Juventud Rebelde - Diario de la Juventud Cubana

El aire de las lluvias

Autor:

Luis Raúl Vázquez Muñoz

El cielo estaba nublado y el calor de la mañana, un calor húmedo, a ratos asfixiante, se convirtió en señal del aguacero que podía caer en la tarde. El hombre dio un ligero halón a la cadena y el perro tomó el tramo final del trillo hacia la carretera.

Era un animal negro, de pelo abundante, con una mancha blanca en la parte baja del cuello y de un comportamiento inquieto, vivo, siempre pendiente de lo que sucedía a su alrededor.

Eso le gustaba al dueño; pero había otra cosa que disfrutaba mucho más, sobre todo cuando lo sacaba a pasear en tramos largos. Al verlo pasar, los perros del barrio ladraban sin descanso, y el negro avanzaba tranquilo, hasta que alguno se le aproximaba en tono amenazante. Entonces detenía el paso, soltaba un gruñido largo, que se acentuaba al mostrar unos colmillos recios y muy blancos.
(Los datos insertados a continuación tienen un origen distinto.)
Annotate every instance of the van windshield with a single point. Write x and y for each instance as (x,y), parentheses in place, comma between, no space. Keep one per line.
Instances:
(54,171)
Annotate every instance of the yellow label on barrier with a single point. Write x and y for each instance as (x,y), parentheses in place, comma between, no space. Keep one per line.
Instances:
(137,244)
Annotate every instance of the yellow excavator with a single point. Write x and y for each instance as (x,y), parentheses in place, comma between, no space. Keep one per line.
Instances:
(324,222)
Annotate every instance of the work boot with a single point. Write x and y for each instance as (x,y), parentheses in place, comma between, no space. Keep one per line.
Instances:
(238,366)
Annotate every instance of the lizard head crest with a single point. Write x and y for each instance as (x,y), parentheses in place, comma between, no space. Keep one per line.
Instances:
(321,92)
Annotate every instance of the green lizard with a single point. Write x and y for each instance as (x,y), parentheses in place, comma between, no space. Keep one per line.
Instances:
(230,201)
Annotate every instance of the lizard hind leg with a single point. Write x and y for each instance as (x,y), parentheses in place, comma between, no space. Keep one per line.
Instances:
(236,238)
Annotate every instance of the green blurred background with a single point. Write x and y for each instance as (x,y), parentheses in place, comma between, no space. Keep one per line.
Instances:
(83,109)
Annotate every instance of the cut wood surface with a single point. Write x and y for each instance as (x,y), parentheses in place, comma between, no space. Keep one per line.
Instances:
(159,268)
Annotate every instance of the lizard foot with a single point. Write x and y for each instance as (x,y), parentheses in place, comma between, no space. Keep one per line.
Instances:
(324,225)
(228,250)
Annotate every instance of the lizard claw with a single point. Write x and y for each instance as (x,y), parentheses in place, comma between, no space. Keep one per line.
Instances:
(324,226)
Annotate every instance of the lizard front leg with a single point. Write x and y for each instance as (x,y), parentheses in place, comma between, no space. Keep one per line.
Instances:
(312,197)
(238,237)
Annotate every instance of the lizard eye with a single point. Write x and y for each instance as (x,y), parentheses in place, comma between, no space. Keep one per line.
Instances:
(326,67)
Era un perro de carácter; pero también sabía querer. A veces el dueño buscaba esa manera del negro de pegarse a sus piernas, como ronroneando, en busca de su mano para acariciarla.

 El dueño sabía que podía extenderla sin temor alguno. Estaba convencido de que ahí no existiría el peligro de una mordida, mucho menos de una traición y, cuando lo acariciaba, decía que los humanos debían aprender de los perros, sobre todo en eso de la amistad y de no morder a los amigos por la espalda.

 Alguien querido, pensaba, siempre está ahí para cuidarte por detrás y viene a ti cuando vienen los problemas. Esos son los amigos de verdad.

 Con los perros, además, se aprendían otras cosas, como eso de que el cariño no vale solo para decir que te quieren: también se debe mostrar, y a los animales esas cosas le salen sin alardes. Por eso insistía en sacar al perro. Para dar algo que el animal pedía a su manera.

 A unos 20 metros, a la entrada de una vivienda, otro hombre chapeaba sin camisa, con un machete de hoja corta y empuñadura rosada. Desde la casa se oyó un ladrido corto, después un rugido. El chapeador gritó alarmado: «¡Lucas, no!».

 Un perro inmenso, de color blanco, se lanzó contra el negro. Dio varias dentelladas. Las primeras fueron al cuello, pero el negro se movió rápido y los colmillos mordieron el aire.

 El negro sabía que no tenía muchas posibilidades. El blanco era un animal más grande y pesado, y se movía muy bien. Sintió que el dueño había soltado la cadena para que tuviera más libertad, vio una oportunidad y lanzó un mordisco a la paleta.

 Lo prendió por la parte de atrás, entre la punta de la extremidad y el tronco. El blanco gruñó y dio un brinco para caer sobre las ancas del negro.

Ahí clavó con fuerza. Lo levantó en peso y removió duro la mandíbula. Quiso voltearlo hacia el piso, pero unos puñetazos en la cara lo hicieron soltar la presa.

«¡Perro de mierda, coj...!», gritó el chapeador. Tomó al animal con las dos manos por el lomo. Lo alzó a la altura del pecho y lo tiró contra la calle. «¡Hoy si coges el planazo, cabrón!».

La hoja del machete brilló en el aire. El blanco se dobló a la espera del golpe, con un brillo de lástima en los ojos, cuando se oyó: «No lo haga, no hace falta».

Era el dueño del negro. El chapeador se quedó inmóvil con el machete en alto. «No es necesario», suplicó el hombre, y el otro bajó el brazo lleno de sudor. El negro se pegó a los pies de su dueño, a la espera. «Es que este perro» intentó decir, y volvió a escuchar: «No hace falta, no lo haga».

 A lo lejos se oyó el ruido de un camión. Después llegó el silencio y el calor se hizo más denso. El perro blanco se pegó al piso. Se pasó varias veces la lengua por la punta de la boca. Pestañeó y finalmente levantó la cabeza bien alto, oliendo el aire de las lluvias, en busca de la mano de un amigo.